Ma secondo un documento pubblicato a maggio e firmato da BirdLife, ClientEarth, European Environmental Bureau e Greenpeace, diverse misure rischiano, per l’appunto, di risultare inefficaci. Gli allevamenti intensivi, ad esempio, continuerebbero a ricevere un sacco di soldi e gli “eco-schemi” volti a favorire il benessere animale rischiano di trasformarsi in sussidi senza produrre alcun risultato tangibile dal punto di vista della riduzione delle emissioni. Alcune importanti misure non saranno obbligatorie, come quelle che favoriscono la riduzione dell’utilizzo di sostanze nutrienti per il suolo e la transizione verso un’agricoltura meno dipendente da pesticidi e fertilizzanti, mentre altre sono obbligatorie ma ritenute troppo deboli. Ad esempio, le ultime negoziazioni avrebbero indebolito le regole sulla tutela dei terreni organici e torbosi, come anche quelle sul ripristino delle aree naturali e quelle sull’utilizzo di alcuni tipi di pesticidi. Non ci sarà, inoltre, un budget fisso destinato ai programmi che favoriscono la biodiversità, oltre alle molte altre criticità evidenziate nel rapporto stilato dal gruppo di ONG.

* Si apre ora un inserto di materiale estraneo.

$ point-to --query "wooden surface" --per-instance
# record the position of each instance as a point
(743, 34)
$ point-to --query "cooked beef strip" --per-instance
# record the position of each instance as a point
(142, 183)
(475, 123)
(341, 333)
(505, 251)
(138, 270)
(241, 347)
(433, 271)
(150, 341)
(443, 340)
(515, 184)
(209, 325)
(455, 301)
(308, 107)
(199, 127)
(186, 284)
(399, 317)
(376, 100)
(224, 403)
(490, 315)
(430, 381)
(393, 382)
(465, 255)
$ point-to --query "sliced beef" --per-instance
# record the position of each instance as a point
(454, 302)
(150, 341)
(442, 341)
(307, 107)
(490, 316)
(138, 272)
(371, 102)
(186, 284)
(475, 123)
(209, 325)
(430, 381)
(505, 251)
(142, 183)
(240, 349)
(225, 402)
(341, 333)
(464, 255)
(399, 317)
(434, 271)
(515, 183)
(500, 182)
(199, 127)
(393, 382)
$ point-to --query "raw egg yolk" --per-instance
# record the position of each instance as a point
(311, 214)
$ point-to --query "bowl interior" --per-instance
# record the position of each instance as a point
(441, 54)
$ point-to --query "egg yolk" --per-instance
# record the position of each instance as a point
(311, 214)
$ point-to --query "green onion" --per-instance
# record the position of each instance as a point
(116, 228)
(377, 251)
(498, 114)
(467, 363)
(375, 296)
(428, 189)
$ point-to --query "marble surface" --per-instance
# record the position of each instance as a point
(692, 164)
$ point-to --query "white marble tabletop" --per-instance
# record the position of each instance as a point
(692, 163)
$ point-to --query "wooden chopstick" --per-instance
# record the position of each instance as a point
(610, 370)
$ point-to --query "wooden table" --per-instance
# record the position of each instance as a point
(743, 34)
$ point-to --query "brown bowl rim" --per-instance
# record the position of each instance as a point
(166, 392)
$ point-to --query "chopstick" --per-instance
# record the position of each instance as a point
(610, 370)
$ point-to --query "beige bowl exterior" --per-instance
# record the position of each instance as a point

Insomma, la nuova PAC si prospetta essere ancora più controversa di quella precedente, visto che l’Unione Europea si trova ora alla prova dell’implementazione del Green Deal. È presto per giudicare, ma intanto una cosa l’abbiamo capita: i soldi destinati alla lotta al cambiamento climatico possono anche essere tantissimi, ma se le misure non sono efficaci, non serviranno a nulla.